I enjoyed stumbling across this simple but striking artwork on display at the Pi Artworks gallery in 55 Eastcastle Street by Oxford Circus, London, back in July this year.
The gallery commissioned artist Parastou Forouhar to create a new version of her work, Written Room [1999 – ongoing] at the gallery.
Forouhar left her native Iran to study in Offenbach, Germany due to the withdrawal of freedoms she was subjected to after the Iranian revolution, and she has remained a vocal critic of the regime ever since.
Her work examines, “the power structures within certain authoritarian political systems, paying attention to how they block oppositional discourse from entering the public sphere.”
The gallery explains the work:
Written Room is one such work that makes the Western gaze on the Oriental its central theme.
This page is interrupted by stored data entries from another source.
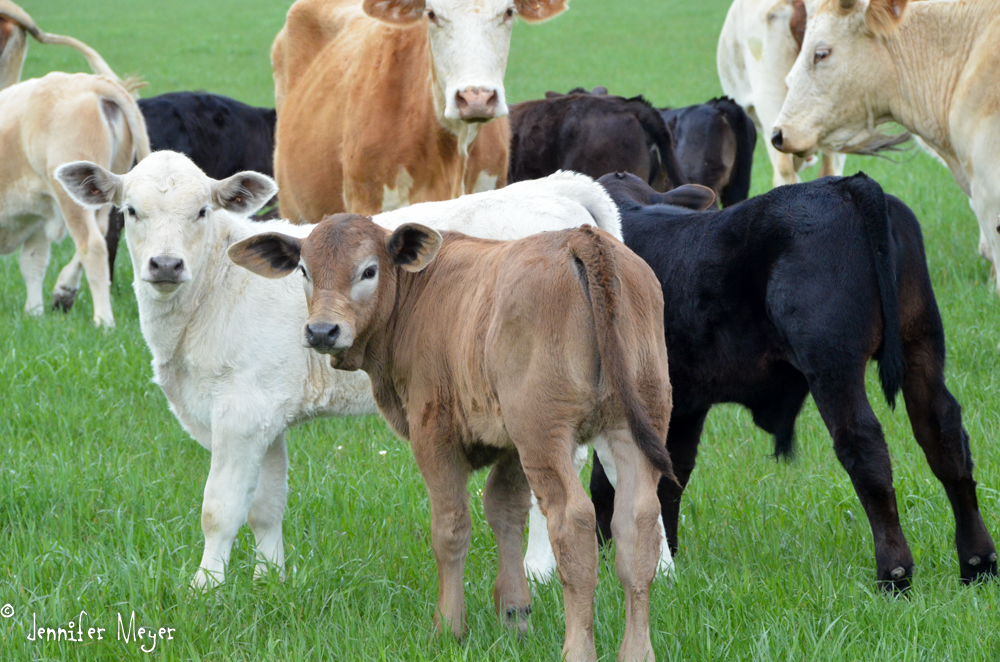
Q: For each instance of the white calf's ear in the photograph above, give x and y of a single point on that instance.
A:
(271, 254)
(90, 185)
(413, 246)
(397, 12)
(244, 192)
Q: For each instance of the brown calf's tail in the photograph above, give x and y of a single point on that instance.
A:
(594, 257)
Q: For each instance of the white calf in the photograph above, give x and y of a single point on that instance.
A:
(45, 122)
(227, 346)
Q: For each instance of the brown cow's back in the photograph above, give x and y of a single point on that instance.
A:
(357, 122)
(481, 354)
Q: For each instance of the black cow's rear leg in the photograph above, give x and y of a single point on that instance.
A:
(861, 449)
(682, 442)
(937, 424)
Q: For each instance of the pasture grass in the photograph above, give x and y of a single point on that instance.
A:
(100, 489)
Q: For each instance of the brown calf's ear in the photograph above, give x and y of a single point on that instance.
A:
(540, 10)
(396, 12)
(90, 185)
(884, 16)
(243, 193)
(690, 196)
(413, 246)
(271, 254)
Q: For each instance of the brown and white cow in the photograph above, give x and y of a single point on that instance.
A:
(508, 354)
(45, 122)
(930, 66)
(385, 103)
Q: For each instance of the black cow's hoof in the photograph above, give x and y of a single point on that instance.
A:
(63, 299)
(897, 581)
(979, 568)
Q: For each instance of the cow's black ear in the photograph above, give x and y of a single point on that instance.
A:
(271, 254)
(413, 246)
(690, 196)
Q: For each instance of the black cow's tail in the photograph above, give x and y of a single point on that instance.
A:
(654, 126)
(597, 268)
(875, 219)
(738, 188)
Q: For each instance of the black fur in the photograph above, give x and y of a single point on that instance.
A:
(792, 293)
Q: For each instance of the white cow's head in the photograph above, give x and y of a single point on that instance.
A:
(836, 78)
(469, 42)
(168, 203)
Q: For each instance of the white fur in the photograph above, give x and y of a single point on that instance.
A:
(228, 346)
(756, 51)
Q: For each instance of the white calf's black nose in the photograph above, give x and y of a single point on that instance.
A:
(777, 139)
(163, 268)
(322, 336)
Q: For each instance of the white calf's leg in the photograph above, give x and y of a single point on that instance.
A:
(68, 284)
(539, 559)
(34, 260)
(268, 509)
(603, 451)
(229, 493)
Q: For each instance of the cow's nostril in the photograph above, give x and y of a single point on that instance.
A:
(777, 139)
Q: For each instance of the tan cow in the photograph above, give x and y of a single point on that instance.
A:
(931, 66)
(382, 104)
(45, 122)
(15, 24)
(508, 354)
(757, 48)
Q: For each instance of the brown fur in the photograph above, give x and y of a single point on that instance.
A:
(526, 348)
(355, 107)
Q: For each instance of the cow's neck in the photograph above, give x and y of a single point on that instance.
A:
(465, 133)
(930, 55)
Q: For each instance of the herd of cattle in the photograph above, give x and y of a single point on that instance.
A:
(509, 285)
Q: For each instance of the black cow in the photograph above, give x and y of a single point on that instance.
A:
(793, 293)
(594, 134)
(714, 143)
(221, 135)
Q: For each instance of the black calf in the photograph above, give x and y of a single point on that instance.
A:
(793, 293)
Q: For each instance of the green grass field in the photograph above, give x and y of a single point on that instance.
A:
(100, 489)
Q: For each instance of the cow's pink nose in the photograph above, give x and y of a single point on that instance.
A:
(476, 104)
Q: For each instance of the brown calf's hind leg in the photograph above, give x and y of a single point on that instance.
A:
(506, 500)
(636, 529)
(937, 424)
(546, 456)
(446, 474)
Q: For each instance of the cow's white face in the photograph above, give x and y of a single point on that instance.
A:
(832, 86)
(469, 42)
(168, 204)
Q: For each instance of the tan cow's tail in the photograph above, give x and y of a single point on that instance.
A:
(596, 266)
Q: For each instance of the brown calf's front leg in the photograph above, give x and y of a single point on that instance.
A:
(446, 474)
(506, 500)
(547, 458)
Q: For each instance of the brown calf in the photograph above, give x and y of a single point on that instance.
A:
(505, 353)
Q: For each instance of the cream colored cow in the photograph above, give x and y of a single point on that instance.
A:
(931, 66)
(45, 122)
(757, 48)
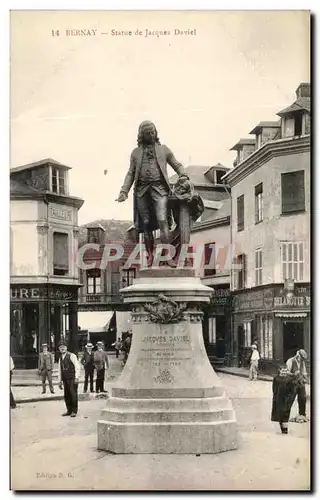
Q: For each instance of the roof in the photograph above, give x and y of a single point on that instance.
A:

Over the course of three days, the artist will ink the gallery’s white walls and floor with what appears to be sprawling Persian script. The disjointed text meanders around the space’s uneven surfaces with no stable vertical or horizontal axis. Its legibility is further undermined by a collection of Ping-Pong balls, also inscribed with Persian script, that have been released onto the floor.
Written Room mirrors the look of Persian script, yet it is almost as incomprehensible to those who can read the language as those who can’t. By defying visitors’ attempts to assign it meaning, the script remains locked into its irreducible pictorial graphicness in which meaning cannot be grasped.